Some form of a gas tax increase is being considered, but even legislators who support an increase admit it's not a popular idea, and they're probably right.
"I think we have enough taken from us and it's getting ridiculous. I mean the median family income it just isn't even making it anymore," said Robert Montroy of Anne Arundel County, who says his family spends about $75.00 to $90.00 a week on gas.
But lawmakers say the state needs more money for its transportation fund, which finances highway and public transit needs.
"Families also have needs," said Luis Acosta of Anne Arundel County. "So taking from Peter and giving to Paul; I don't think that it's helping much."
The debate is already brewing even amid the fanfare of the opening of the 2013 session.
"We may have to be very creative when we look at ways in which we can address our transportation issues, but obviously something has to be done at some point," said State Sen. Nathaniel McFadden (D-Baltimore City).
"It's my hope that we will have some kind of a revenue source for transportation," said Del. Kumar Barve (D-House Minority Leader). "It is something that is beginning to harm our economic growth because gridlock is not good for the economy."

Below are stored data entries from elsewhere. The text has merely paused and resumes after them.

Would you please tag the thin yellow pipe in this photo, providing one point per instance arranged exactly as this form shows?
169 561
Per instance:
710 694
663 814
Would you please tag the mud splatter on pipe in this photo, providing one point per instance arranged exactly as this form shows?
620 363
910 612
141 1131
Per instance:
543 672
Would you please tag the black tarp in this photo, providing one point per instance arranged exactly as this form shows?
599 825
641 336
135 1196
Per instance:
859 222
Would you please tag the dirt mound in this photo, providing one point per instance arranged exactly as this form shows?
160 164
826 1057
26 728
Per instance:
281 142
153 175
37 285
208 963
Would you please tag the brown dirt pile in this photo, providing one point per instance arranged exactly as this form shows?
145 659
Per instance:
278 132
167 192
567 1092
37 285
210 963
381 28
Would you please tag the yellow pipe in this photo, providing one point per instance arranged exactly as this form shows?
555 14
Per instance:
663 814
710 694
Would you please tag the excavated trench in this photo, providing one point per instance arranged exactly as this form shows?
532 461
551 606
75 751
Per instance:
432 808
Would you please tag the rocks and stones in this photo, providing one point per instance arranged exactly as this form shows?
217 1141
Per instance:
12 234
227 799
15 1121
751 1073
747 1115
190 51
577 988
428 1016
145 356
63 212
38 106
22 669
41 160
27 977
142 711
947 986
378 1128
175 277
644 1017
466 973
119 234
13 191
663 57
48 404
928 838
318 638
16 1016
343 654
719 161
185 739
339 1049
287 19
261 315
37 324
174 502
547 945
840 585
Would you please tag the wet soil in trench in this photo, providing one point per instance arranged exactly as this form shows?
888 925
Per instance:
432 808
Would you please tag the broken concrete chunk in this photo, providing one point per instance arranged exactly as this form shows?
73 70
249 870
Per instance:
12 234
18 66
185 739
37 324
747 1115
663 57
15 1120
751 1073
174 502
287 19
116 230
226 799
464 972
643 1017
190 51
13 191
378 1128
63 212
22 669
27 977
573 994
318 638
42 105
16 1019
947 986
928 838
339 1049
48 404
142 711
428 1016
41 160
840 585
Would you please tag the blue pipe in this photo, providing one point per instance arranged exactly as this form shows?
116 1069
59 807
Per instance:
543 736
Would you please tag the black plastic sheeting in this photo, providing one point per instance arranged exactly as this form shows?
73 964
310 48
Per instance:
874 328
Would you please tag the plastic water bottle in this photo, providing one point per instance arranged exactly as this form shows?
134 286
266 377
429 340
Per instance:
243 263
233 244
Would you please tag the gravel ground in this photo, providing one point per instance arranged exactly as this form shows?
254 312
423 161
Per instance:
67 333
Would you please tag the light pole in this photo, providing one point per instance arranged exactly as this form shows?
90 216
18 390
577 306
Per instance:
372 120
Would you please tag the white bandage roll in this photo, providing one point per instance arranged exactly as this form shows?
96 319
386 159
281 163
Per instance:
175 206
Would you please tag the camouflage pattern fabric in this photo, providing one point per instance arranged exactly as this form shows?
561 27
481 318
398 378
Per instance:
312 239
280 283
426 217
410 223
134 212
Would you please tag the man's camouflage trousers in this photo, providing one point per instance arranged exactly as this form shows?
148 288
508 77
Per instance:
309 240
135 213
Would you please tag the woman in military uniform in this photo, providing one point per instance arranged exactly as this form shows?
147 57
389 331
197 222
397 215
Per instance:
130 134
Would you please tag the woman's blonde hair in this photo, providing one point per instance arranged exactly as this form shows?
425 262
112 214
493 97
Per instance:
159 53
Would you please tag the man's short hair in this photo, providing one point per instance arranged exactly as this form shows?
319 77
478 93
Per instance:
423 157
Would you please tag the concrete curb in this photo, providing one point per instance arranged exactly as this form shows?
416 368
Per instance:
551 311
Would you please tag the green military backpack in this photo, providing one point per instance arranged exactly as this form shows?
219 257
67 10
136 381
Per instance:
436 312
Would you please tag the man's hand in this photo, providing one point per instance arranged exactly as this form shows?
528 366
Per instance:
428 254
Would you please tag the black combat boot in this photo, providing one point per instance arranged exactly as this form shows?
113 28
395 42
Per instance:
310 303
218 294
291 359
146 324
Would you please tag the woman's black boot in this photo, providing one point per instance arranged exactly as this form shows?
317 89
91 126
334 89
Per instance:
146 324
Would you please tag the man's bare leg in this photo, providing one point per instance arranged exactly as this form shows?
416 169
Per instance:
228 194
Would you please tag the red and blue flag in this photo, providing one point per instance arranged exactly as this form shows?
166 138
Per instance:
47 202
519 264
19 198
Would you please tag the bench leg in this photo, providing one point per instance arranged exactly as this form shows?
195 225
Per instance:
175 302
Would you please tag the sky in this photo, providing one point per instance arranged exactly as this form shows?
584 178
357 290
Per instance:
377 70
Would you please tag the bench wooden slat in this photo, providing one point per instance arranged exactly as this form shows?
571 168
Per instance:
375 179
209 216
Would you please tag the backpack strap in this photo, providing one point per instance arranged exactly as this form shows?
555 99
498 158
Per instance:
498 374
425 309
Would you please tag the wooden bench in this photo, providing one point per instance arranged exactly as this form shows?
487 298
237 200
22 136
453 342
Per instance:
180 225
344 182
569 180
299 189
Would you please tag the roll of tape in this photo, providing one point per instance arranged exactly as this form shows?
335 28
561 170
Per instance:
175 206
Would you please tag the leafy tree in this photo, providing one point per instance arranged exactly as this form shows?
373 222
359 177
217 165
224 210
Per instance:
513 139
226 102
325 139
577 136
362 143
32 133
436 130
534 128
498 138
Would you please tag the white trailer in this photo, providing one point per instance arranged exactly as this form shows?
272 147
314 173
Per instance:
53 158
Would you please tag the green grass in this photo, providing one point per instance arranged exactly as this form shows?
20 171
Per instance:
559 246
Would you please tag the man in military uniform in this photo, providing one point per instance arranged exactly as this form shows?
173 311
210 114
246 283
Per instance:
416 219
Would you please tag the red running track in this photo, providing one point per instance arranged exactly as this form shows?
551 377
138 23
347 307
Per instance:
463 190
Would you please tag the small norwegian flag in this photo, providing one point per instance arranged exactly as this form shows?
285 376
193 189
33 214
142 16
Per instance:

Republicans in Annapolis say the majority Democrats should not expect help from them, on any increase in taxes. "What we need to do is start spending the transportation dollars on the things they were allotted for; if we do that we don't need to raise any taxes," said Del. Anthony O'Donnell (R-House Minority Leader).
And with gas prices still around $3.50 for regular unleaded, some Democrats say they also have reservations about piling on to that.
"Unless there's some compelling reason to do this, at this point no," said Del. Curt Anderson (D-Baltimore City).
It is too early to say what a gas tax proposal might look like -- in the past the governor and legislative leaders have attempted to extend the state's sales tax to gasoline.